You have two options for your jelly. First, if you just want to make a quick jelly and bypass the canning process, just put your delicious creation in the fridge for up to 2 weeks. But if you want the wonderful taste of figs during the holidays, you need to can the jelly properly. It's not hard so don't let it intimidate you!!

What do you need?

A big cooking pot deep enough to cover jars with water while cooking

Glass jars with NEW lids and bands (Target is killing it with all the varieties this year!)

Tongs to get jars out of the hot bath (there is a canning set you can find at the grocery store or the Target canning section -I swear there is one there right now!)

Glass measuring cup to fill jars

Funnel to fill your jars

2-3 paper towels


1. Boil and let dry all of your jars, funnel, measuring cup, any spoons, and lids before filling them. You need to lightly boil the lids you are going to use, but once you boil a lid, you need to use it. I tend to boil the lids as I go so that I don't waste them. Once a lid has been boiled, you can use it to close jars again, but you can't use them for preservation purposes because the seal is less effective.

2. Filling jars is MESSY! Have your jars lined up in a single row with paper towels ready. I like a single row because I always have jelly drip out the back of the measuring cup and want to keep the jars clean. Put your funnel on the jar, stick your measuring cup in your hot jelly mixture, and fill the jar leaving 1/2" of headroom. The headroom is important. It allows the right amount for preservation. Too little space will not allow preservation, too much will overflow.

3. After you fill a few jars, you can put some lids on. First, leave your glass measuring cup in the mixture (putting it on the counter isn't sterile), then use your paper towels to make sure each glass jar top is clean. If there is jelly on it, it could affect the seal. Put the lid on and hold in place while you gently spin the band on the lid. You want to put the lid on "finger-tight." This means the lid and band are on, but you did not crank it down super tight. Bubbles can get out during the next step.

4. Have your canning pot ready with boiling water. Some of the big canning pots come with a basket so you can lift a bunch of jars in and out at the same time. Line up your jars and lower into the hot bath. Make sure the water can flow around the jars and that they didn't lean over when you set them inside. Then boil for 10 minutes for figs or 15 minutes for other fruits like peaches.

5. The reason you put the lids on "finger-tight" is so that the contents in the jar can expand while they are boiling. This pushes out air and causes the jars to contract as they cool making a seal. The most satisfying sound is the jar lid popping as it cools and drawing in the lid tight. When you pull the jars out of their boiling bath, use towels to go ahead and tighten the jar bands. They are hot so be careful!
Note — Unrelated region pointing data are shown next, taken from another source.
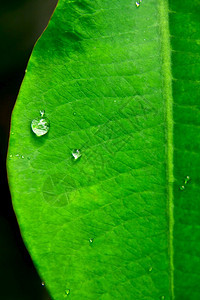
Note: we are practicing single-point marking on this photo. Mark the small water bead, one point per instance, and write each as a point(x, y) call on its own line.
point(42, 113)
point(40, 126)
point(137, 3)
point(150, 269)
point(76, 154)
point(182, 187)
point(187, 178)
point(67, 292)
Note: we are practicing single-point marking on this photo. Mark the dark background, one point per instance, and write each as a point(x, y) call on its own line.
point(21, 23)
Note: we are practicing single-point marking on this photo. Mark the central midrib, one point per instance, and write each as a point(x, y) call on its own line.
point(167, 89)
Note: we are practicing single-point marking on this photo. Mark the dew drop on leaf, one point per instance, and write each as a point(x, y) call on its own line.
point(150, 269)
point(42, 113)
point(137, 3)
point(182, 187)
point(187, 178)
point(76, 154)
point(67, 292)
point(40, 126)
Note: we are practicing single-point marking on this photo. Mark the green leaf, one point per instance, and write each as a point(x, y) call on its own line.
point(121, 84)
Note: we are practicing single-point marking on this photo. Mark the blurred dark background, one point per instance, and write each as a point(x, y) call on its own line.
point(21, 23)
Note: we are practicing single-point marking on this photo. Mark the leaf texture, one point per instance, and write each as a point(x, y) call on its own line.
point(121, 84)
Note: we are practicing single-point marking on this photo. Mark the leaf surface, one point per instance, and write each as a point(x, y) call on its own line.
point(112, 224)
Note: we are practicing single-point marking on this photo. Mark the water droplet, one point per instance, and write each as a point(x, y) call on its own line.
point(40, 126)
point(42, 113)
point(76, 154)
point(137, 3)
point(67, 292)
point(182, 187)
point(187, 178)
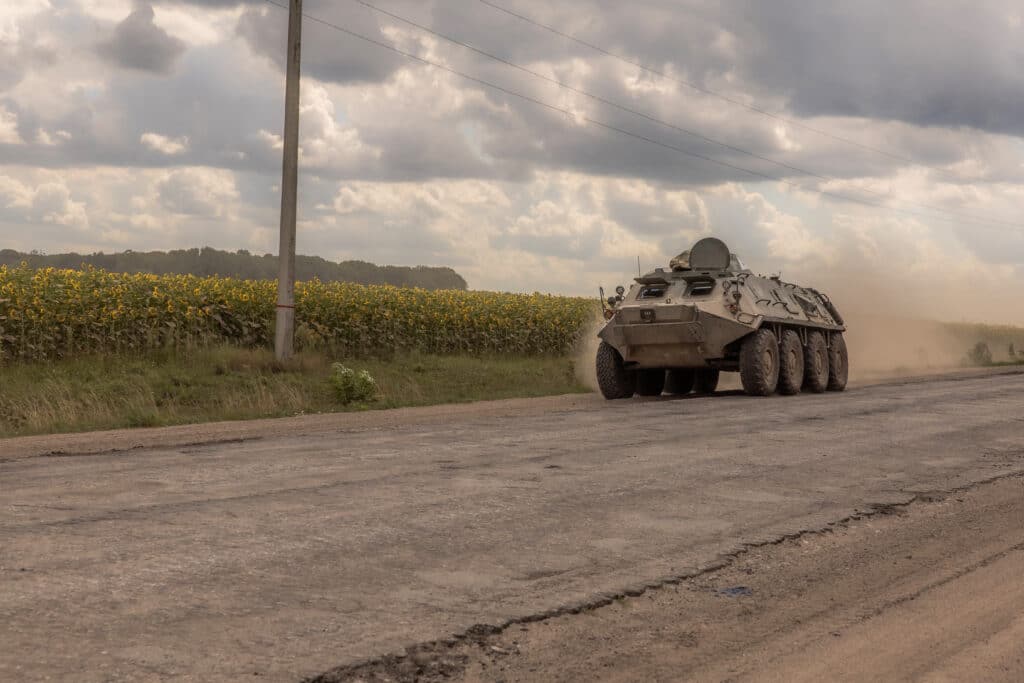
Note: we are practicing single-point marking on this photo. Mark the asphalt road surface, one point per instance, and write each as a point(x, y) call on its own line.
point(288, 549)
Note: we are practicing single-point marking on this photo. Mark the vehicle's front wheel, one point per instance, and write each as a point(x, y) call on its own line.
point(759, 363)
point(650, 382)
point(612, 378)
point(679, 381)
point(839, 364)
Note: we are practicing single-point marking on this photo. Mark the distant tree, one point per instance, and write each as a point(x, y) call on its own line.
point(209, 261)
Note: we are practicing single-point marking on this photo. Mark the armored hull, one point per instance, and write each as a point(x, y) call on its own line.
point(680, 327)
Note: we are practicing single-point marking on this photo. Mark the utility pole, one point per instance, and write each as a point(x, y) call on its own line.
point(284, 340)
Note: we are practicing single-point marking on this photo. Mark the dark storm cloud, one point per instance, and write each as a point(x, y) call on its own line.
point(138, 43)
point(954, 63)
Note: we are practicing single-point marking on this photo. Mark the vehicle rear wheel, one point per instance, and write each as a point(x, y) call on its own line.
point(759, 363)
point(650, 382)
point(815, 363)
point(679, 381)
point(839, 364)
point(791, 364)
point(706, 380)
point(612, 378)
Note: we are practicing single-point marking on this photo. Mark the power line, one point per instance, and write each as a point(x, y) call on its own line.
point(607, 126)
point(714, 93)
point(660, 122)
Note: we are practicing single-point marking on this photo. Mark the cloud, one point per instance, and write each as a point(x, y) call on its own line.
point(46, 203)
point(406, 163)
point(164, 144)
point(138, 43)
point(327, 54)
point(203, 193)
point(8, 127)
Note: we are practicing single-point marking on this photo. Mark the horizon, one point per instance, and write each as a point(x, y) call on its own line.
point(153, 126)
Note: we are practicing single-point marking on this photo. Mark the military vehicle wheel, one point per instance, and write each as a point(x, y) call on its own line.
point(650, 382)
point(612, 378)
point(759, 363)
point(706, 380)
point(791, 364)
point(679, 381)
point(839, 364)
point(815, 363)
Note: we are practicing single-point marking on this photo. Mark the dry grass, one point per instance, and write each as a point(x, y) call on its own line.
point(237, 384)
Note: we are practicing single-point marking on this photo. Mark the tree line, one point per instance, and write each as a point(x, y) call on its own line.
point(242, 264)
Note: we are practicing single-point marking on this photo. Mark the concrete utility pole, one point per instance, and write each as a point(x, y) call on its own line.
point(284, 340)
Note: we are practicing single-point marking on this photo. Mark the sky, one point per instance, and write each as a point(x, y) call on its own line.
point(891, 134)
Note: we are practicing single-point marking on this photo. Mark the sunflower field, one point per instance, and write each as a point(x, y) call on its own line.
point(48, 313)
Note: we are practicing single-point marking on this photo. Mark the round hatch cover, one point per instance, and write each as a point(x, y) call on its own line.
point(710, 254)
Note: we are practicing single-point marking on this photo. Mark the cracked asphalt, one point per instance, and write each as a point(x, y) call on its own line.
point(306, 545)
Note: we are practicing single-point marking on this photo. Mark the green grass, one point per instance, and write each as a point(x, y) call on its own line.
point(218, 384)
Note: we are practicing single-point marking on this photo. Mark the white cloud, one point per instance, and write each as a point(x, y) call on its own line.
point(8, 127)
point(204, 193)
point(164, 144)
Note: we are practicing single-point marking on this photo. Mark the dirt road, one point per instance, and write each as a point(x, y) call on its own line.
point(296, 552)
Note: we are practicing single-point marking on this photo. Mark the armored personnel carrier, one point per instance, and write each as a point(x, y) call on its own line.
point(676, 330)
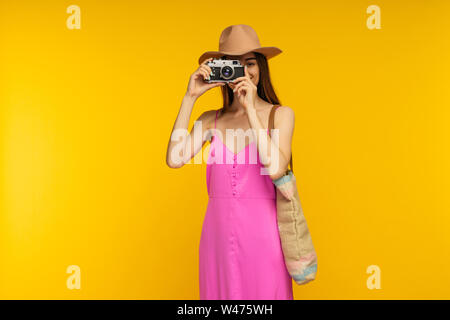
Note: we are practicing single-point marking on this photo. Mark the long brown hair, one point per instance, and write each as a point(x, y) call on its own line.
point(265, 89)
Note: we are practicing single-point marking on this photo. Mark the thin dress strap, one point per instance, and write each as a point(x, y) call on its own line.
point(214, 132)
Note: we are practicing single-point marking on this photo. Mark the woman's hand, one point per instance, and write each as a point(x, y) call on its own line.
point(246, 90)
point(197, 86)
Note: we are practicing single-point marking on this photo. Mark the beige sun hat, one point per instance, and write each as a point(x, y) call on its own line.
point(237, 40)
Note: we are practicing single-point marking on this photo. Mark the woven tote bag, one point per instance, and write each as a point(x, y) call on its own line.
point(298, 250)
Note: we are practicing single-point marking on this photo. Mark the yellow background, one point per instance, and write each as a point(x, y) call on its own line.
point(86, 116)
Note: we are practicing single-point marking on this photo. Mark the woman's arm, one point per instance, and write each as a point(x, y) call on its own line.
point(284, 120)
point(183, 147)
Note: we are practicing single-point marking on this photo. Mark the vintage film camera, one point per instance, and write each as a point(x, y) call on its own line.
point(225, 70)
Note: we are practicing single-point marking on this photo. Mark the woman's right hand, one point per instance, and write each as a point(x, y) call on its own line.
point(197, 86)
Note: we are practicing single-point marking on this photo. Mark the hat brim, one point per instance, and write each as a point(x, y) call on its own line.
point(268, 52)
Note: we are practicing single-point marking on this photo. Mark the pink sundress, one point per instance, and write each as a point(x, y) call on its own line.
point(240, 255)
A quick note- some people recommend turning the jars upside down at this point to help them seal. Turning upside down also pulls larger fruit pieces up and through the mixture so they aren't floating on the top. With the fig jam, I've generally chopped the fruit so much that it doesn't float. I did make a second round of marmalade where I quartered the figs and added cherry halves and peaches. Marmalade varies from jam or jelly by having less sugar and a thicker fruit zest. I used oranges instead of lemons for the citrus. This chunkier fruit I actually pulled out of the mixture early and put in the jars, boiled the liquid down, and then added this concentrated liquid to the fruit in the jars. Because the fruit floated, I rotated the jars several times until they cooled. 


How much jam does all this make? For the first round, I think I used almost 30 cups of figs and wound up with 36 half pint jars of jelly. Wow! I tend to like half pints for jelly because they are a perfect size for gifts. Have fun and enjoy putting up all the summer goodness!